Laudatio

zur Verleihung des Appelhagen Dissertationspreises an Herrn Johan Martin Schrader für seine Dissertation „Gesundheitsvollmacht als Vertrauensakt“

Der Wille des Patienten ist Ausdruck seiner Autonomie und Richtschnur des ärztlichen Handelns. Kann der Patient seinen Willen nicht mehr äußern, kommt dem Patientenvertreter die Aufgabe zu, den Willen des Patienten zu ermitteln und umzusetzen. Daher wird empfohlen, vorsorglich eine Vertrauensperson zu bevollmächtigen, die gegebenenfalls die Entscheidungen über ihre Behandlung treffen darf. Denn andernfalls muss ggf. das Betreuungsgericht einen rechtlichen Betreuer für den Patienten bestellen.
In seiner Dissertation hat Johan Martin Schrader die Gesundheitsvollmacht grundlegend und systematisch untersucht. Die Arbeit überzeugt mit einer erschöpfenden, klar strukturierten Analyse von Funktion und Ausgestaltung der Vollmacht in Gesundheitsangelegenheiten und der damit verbundenen, bislang unbeleuchteten, aber praktisch hochrelevanten Fragen nach den Aufgaben und Ermessensspielräumen des Bevollmächtigten und dem Vertrauensschutz des behandelnden Arztes. Erfreulicherweise bezieht der Autor auch die wenigen vorliegenden empirischen Erkenntnisse über Vorstellungen und Erwartungen der Vollmachtgeber einer Gesundheitsvollmacht in die Untersuchung ein. Die Arbeit bedeutet damit nicht nur einen bedeutenden wissenschaftlichen Erkenntnisfortschritt, sondern ist auch für die Praxis hochrelevant.

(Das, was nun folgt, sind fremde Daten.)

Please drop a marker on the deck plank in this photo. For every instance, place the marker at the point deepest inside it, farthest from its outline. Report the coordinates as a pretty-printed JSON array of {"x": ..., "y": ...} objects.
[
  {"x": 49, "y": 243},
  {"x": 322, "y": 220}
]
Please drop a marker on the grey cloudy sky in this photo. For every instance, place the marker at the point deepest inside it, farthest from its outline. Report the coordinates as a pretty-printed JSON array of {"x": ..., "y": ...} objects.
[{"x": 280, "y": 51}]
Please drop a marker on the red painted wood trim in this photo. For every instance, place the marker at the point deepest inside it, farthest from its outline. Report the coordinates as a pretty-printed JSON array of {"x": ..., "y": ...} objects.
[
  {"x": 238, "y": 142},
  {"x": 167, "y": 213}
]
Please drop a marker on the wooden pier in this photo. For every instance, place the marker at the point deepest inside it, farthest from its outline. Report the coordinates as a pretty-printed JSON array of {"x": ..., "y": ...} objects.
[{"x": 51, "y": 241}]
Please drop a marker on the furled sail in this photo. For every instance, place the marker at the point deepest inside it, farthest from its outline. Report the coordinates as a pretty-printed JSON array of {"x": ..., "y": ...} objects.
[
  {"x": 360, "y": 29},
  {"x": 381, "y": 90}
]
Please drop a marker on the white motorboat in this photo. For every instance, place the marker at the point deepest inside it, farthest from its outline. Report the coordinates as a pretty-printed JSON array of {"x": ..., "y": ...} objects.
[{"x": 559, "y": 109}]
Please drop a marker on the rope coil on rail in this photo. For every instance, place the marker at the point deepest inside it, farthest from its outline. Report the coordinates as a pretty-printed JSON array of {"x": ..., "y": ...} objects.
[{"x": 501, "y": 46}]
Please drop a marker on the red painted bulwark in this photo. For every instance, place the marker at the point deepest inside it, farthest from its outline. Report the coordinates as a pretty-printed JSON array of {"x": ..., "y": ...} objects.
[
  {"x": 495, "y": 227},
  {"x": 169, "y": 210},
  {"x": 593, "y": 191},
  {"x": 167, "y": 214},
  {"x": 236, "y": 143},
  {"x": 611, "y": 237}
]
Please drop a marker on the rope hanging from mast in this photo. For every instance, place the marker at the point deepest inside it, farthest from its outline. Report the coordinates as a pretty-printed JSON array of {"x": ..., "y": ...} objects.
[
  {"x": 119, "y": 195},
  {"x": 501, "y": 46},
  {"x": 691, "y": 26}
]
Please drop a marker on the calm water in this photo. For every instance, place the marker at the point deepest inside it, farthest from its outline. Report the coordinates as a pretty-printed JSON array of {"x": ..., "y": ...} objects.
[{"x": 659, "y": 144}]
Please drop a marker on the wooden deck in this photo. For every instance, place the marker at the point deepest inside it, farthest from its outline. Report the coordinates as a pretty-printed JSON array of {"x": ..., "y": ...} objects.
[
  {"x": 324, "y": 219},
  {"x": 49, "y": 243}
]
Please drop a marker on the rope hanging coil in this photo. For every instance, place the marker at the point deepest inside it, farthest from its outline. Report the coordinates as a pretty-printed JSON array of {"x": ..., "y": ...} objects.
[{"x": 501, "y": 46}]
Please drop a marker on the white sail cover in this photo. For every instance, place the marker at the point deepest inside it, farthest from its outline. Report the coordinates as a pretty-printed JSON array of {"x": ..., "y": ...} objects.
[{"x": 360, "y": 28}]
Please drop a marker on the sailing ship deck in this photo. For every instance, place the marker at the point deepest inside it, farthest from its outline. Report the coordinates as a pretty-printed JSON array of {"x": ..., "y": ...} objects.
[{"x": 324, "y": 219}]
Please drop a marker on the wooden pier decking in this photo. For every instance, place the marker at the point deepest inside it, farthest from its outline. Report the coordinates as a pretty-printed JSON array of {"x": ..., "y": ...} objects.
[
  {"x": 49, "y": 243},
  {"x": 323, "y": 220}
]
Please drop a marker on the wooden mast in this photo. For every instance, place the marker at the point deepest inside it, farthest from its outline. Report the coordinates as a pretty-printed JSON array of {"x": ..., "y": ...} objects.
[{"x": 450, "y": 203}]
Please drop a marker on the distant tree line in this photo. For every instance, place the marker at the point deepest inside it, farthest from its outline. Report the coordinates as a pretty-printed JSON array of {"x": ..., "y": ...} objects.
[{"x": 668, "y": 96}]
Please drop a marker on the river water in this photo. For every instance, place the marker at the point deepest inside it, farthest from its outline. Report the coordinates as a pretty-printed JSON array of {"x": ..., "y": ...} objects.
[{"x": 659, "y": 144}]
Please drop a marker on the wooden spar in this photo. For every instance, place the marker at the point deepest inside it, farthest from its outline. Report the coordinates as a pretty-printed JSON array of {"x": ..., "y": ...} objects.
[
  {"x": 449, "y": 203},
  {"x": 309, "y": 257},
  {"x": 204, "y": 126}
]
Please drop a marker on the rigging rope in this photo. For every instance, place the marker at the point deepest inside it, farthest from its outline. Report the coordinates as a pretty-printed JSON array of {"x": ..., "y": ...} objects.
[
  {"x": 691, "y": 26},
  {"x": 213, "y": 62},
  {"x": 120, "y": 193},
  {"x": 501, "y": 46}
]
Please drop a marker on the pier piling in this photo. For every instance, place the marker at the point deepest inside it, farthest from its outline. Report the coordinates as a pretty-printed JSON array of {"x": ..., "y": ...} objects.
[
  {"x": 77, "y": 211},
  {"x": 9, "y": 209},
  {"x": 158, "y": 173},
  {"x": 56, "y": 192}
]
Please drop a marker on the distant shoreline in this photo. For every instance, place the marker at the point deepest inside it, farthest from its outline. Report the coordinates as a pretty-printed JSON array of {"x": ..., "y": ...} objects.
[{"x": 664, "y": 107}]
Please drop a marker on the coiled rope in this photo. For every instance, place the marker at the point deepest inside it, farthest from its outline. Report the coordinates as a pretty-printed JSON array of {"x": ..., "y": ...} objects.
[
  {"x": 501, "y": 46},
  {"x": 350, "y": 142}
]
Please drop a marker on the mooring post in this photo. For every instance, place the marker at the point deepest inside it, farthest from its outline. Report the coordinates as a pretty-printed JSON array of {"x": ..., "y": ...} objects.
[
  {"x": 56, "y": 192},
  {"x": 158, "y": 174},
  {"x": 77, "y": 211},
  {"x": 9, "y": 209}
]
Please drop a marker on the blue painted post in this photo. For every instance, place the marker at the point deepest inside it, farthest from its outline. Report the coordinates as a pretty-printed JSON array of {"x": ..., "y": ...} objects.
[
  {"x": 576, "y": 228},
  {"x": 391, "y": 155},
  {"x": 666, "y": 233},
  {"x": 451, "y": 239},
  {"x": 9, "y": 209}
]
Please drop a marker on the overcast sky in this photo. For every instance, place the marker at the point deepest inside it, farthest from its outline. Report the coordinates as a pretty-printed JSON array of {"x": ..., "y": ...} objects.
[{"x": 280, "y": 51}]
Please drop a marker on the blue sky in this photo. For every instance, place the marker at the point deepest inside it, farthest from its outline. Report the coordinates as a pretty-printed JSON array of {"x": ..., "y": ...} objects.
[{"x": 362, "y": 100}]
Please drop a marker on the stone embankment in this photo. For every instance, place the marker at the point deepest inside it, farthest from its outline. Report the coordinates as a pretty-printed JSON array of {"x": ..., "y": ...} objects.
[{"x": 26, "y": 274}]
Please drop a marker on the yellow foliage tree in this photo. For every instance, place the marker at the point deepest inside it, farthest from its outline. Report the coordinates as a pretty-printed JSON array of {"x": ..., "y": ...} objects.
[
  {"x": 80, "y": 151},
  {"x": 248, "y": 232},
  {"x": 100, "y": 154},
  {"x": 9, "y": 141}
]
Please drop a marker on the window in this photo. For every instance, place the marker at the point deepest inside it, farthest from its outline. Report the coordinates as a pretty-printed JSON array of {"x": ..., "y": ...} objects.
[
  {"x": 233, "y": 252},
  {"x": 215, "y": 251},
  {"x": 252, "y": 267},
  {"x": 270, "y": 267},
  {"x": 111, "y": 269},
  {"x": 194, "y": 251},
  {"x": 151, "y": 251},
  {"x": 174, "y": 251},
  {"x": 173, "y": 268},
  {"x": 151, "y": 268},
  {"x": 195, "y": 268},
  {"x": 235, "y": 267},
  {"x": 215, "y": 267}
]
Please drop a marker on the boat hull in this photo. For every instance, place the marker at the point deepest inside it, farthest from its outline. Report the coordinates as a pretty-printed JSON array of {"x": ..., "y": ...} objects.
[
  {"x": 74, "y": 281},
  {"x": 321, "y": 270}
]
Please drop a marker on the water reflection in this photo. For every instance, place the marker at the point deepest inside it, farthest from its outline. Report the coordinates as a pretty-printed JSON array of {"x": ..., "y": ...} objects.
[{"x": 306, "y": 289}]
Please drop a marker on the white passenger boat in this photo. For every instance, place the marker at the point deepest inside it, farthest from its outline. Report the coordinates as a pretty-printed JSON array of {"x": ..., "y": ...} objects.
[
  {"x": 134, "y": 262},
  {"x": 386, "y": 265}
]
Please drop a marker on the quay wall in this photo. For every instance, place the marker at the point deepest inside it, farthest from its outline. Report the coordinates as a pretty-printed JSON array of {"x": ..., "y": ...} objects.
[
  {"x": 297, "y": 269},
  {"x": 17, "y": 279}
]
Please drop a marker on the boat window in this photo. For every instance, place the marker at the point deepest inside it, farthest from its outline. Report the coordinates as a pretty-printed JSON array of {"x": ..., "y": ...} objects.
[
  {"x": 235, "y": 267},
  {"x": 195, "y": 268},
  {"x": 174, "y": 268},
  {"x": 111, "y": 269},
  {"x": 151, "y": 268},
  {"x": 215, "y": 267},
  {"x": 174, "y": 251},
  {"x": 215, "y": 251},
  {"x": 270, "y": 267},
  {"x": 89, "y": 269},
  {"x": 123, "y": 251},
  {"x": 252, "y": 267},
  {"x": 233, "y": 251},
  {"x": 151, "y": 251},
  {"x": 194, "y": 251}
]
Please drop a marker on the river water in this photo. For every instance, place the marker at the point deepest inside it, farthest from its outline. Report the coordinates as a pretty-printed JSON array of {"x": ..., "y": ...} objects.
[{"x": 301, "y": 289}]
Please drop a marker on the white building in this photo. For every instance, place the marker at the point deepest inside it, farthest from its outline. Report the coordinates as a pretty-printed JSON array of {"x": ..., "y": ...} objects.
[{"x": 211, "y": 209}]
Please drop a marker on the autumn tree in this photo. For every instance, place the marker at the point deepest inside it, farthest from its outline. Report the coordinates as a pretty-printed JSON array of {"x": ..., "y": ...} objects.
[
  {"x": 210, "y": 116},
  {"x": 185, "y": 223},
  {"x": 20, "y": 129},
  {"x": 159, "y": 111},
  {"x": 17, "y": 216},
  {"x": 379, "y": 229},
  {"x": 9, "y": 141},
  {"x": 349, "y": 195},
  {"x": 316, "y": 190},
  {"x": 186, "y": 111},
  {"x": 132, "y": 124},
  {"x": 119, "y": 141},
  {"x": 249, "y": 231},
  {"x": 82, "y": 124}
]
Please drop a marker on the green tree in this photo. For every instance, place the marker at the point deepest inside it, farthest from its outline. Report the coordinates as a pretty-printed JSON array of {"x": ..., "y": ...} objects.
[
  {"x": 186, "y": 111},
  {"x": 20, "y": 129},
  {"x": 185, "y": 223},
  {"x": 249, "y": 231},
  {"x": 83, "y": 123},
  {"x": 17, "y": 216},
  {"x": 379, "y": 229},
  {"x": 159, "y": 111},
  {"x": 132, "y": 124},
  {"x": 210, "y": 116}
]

Besonders hervorzuheben sind darüber hinaus einerseits die Einordnung in den grund- und menschenrechtlichen Rahmen und andererseits der Rechtsvergleich mit Schweden.
Die Bedeutung der Grund- und Menschenrechte für den Erwachsenenschutz ist spätestens mit der UN-Behindertenrechtskonvention in der deutschen Diskussion erkannt worden. Allerdings liegt der Fokus hierbei vor allem auf dem staatlichen Erwachsenenschutz durch die rechtliche Betreuung. Insbesondere die Arbeiten des Europarats haben aber deutlich gemacht, dass auch die Vorsorgevollmacht diesen Rahmen zu beachten hat.
Angesichts der großen Unterschiede im Bereich des privaten Erwachsenenschutzes durch Vorsorgevollmachten und vergleichbare Rechtsinstitute verspricht die Rechtsvergleichung vor allem auf der konzeptionellen Ebene Erkenntnisgewinn. In Schweden ist die Einführung einer Gesundheitsvollmacht intensiv rechtspolitisch diskutiert worden. Insofern ist der Vergleich mit dem schwedischen Recht und der schwedischen Diskussion gerade für die Behandlung der grundsätzlichen Fragestellungen der deutschen Gesundheitsvollmacht besonders fruchtbar, zumal die aktuelle deutsche Diskussion konzeptionelle Fragen eher stiefmütterlich behandelt.
Mit seiner grundlegenden Untersuchung erschließt Johan Martin Schrader die Gesundheitsvollmacht systematisch als Vorsorgeinstrument und setzt Maßstäbe in einem für eine alternde Gesellschaft immer wichtiger werdenden Bereich. An seinen Überlegungen wird der wissenschaftliche Diskurs, wird aber auch der Gesetzgeber bei der künftigen Weiterentwicklung der privatautonomen Vorsorge nicht vorbeigehen können. Seine Arbeit wird aber nicht zuletzt auch die rechtsberatende Praxis sehr bereichern.